I have been a bit busy lately and have not finished the serious of articles to followup Dropbox, but I did run across some interesting information recently regarding imaging and most commercial software. It seems the forensic community enjoys arguing over the correct terminology for “imaging,” so use which ever definition you are most comfortable with. In having this conversation on mailing lists, you will also see a few technical observations about sectors that aren’t read (ie. checksums), can’t be read, etc. These two issues, terminology and technical specifications, may be fun to argue and highlight some errors in describing our processes. However, I was taken back by the following.

It seems that a lot of software will chunk data into blocks; around 60 sectors seems common. If any error occurs during the reading of that chunk, all following sectors are skipped and the next block of 60 begins.

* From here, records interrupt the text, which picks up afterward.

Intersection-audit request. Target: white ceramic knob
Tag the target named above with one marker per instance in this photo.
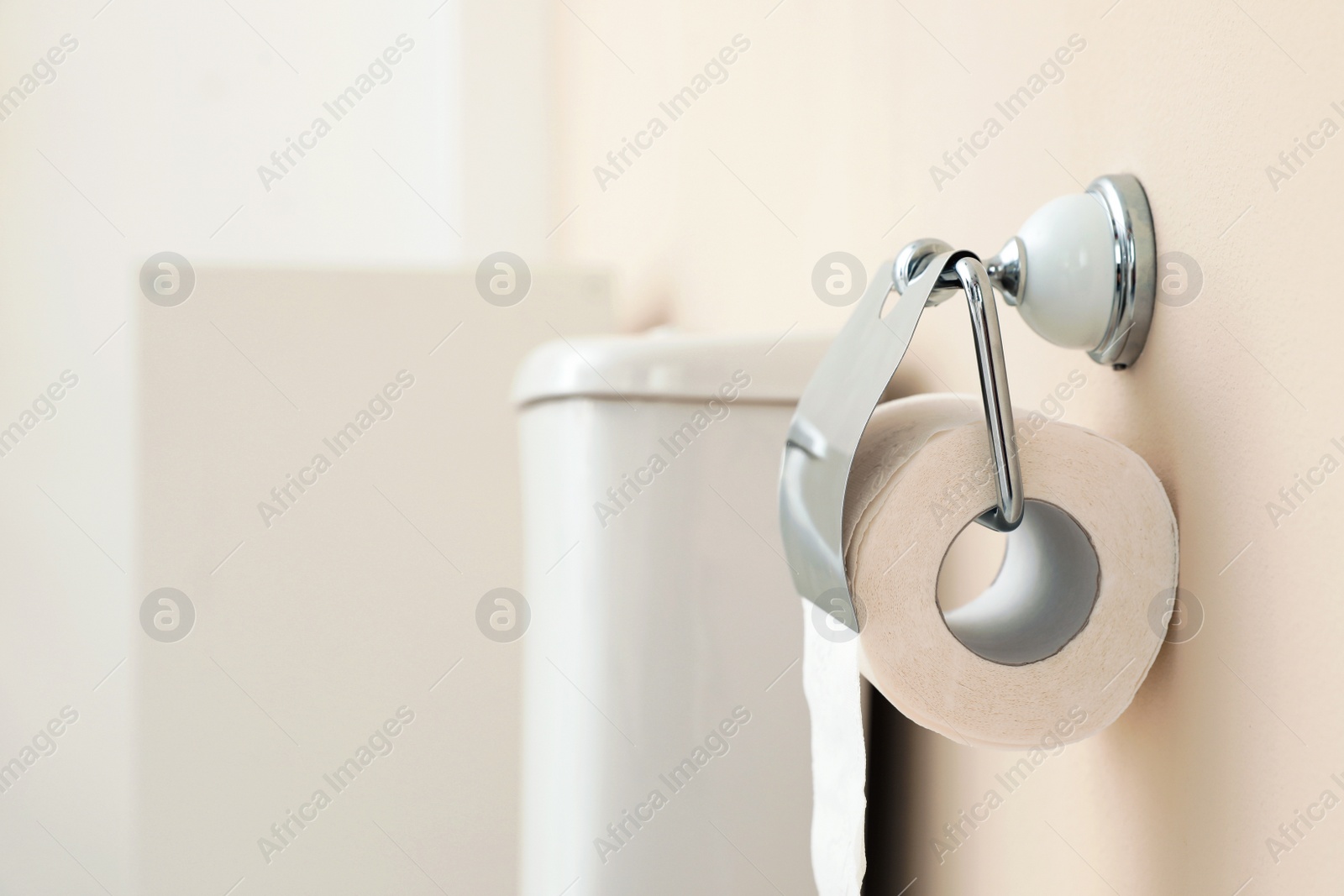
(1070, 271)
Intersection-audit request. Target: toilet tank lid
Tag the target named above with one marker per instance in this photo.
(671, 365)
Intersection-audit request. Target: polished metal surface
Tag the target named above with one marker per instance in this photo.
(994, 390)
(1136, 269)
(843, 392)
(1008, 270)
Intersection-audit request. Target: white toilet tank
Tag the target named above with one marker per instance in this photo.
(664, 727)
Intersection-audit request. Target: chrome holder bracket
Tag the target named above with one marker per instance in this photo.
(843, 394)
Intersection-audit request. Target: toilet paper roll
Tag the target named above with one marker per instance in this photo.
(1054, 651)
(1062, 640)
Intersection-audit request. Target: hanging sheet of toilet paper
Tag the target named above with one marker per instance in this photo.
(924, 472)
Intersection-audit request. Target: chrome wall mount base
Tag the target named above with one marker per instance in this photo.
(1082, 271)
(1136, 269)
(1093, 270)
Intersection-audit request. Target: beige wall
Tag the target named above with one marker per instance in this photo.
(822, 139)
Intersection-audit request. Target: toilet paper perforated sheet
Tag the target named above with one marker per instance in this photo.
(921, 474)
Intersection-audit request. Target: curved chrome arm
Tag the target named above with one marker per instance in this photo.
(839, 401)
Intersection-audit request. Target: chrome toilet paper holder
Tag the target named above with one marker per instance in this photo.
(1082, 271)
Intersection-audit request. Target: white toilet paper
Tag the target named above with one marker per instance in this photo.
(1053, 651)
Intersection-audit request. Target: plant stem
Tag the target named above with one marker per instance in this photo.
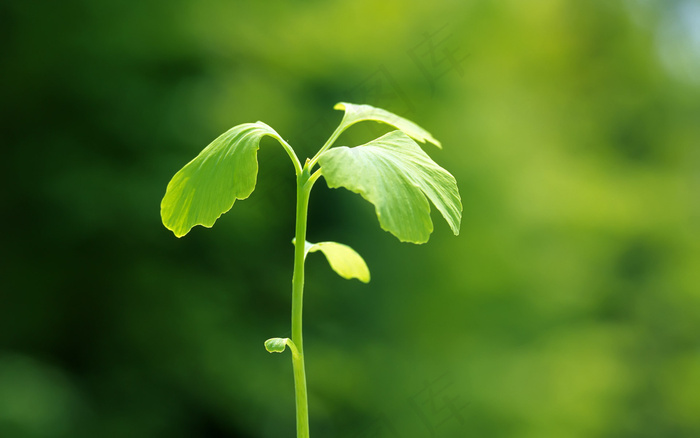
(302, 404)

At a worst case scenario, if the first block of 60 clusters errors, all 60 are skipped and the next block is read. This causes two significant problems. One goes back to the above, a misunderstanding of processes. The second may be more critical in that every cluster in the skipped block may not be bad. This means that good, readable clusters may be skipped.

Why is this chunking and skipping done? It seems that vendors were worried about how long imaging might take if numerous errors were found. Instead of waiting out the process, they decided to skip. Some vendors, such as Guidance Software (maker of EnCase) allow you to modify what they call “Error Granularity.” According to the Official EnCE book, the granularity can be set to 64, 32, 16, 8, 4, 2, and 1. AccessData may offer similar settings, but I am not aware of them (I have had little to no vendor-specific training in either product).

Other imaging packages allow what is referred to as “reading backwards.” Clusters are still chunked, but when an error occurs reading picks up from the end of the “bad” block and attempts to read backwards. The hope is, if only a single cluster is bad in the block then reading backwards will eventually error out on that cluster. For example, if the first cluster of a 60 cluster block is bad reading will jump to cluster 60 and proceed back to cluster 1. If another error is found during that backwards read, reading will jump to cluster 61 of a second block.

A side issue that came up during the conversation was of zero padding. That is, when clusters are skipped, is the image padded with zeros to maintain the expected file size or is it not padded resulting in an image file (possibly significantly) smaller than expected. When testing your software and writing reports, this is something else to consider.

Interesting information and something I personally did not know. In questioning this on a mailing list, I was kindly corrected (Thank you Voncken).

TL;DR

Test your tools. Never trust a vendor. Rely on open source, not bank accounts.